This is the only species of green-blooded skink that lays eggs.
A study published Tuesday suggests seems that this lime-green blood has evolved independently several times in lizards.
Prasinohaema prehensicauda, a green-blooded skinkCHRISTOPHER AUSTINSeveral species of New Guinea skinks, a type of lizard, are just as colorful inside as they are outside-bright green blood runs through their veins, an oddity among animals. "The lizards should be dead", says Christopher Austin at Louisiana State University in Baton Rouge, who has studied them for decades. "The bones are green, the muscles are green, the tissues are green, the tongue and mucosal lining is green". The green comes from biliverdin, a byproduct of dying red blood cells.
"I find it just absolutely remarkable that you've got this group of vertebrates, these lizards, that have a level of biliverdin that would kill a human being, and yet they're out catching insects and living lizard lives", says Susan Perkins, a researcher at the American Museum of Natural History in NY. It turned out that numerous species with green blood aren't closely related to one another, and have more in common phylogenetically with red-blooded skinks. The other species that sport green blood give birth to live young.

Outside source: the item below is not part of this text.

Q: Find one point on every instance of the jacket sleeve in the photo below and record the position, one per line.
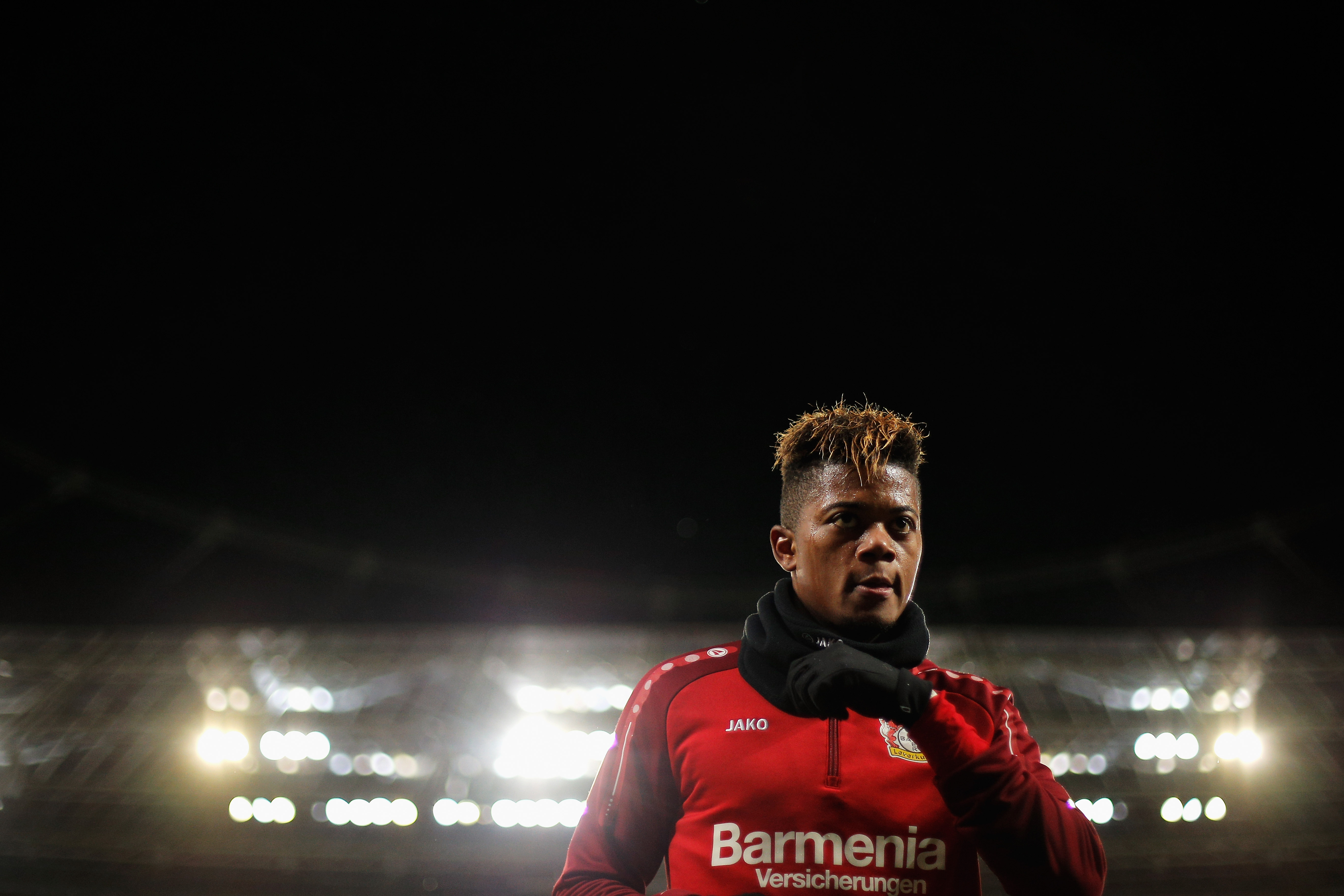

Prasinohaema virens, a green-blooded skinkCHRISTOPHER AUSTINTo find out how the trait arose in lizards, Austin and his colleagues examined the genomes of 51 species of skinks, including six with green blood. Researchers report in Science Advances today (May 16) that green blood likely arose in lizard lineages four different times. This particular group of lizards might somehow be predisposed to evolving green blood, says Austin.
"There really is a fundamental goal of this trait", says Perkins.
We already know the broad mechanism.
Austin initially thought that the buildup of biliverdin might deter predators by making the lizards distasteful.
What's more, he's personally eaten raw red-blooded skinks and green-blooded skinks, and found that both tasted about the same-kind of like "bad sushi", says Austin.
Another possible benefit the researchers considered was that all the extra green made for better camouflage in green leaves.
Lately the scientists have been wondering if the lizards' green blood might protect them from parasites like malaria - although Austin admits that this is "pretty speculative".
The team's leading hypothesis is that the toxic green blood provides some protection against malaria, as higher than normal levels of biliverdin in human blood are known to kill malaria parasites.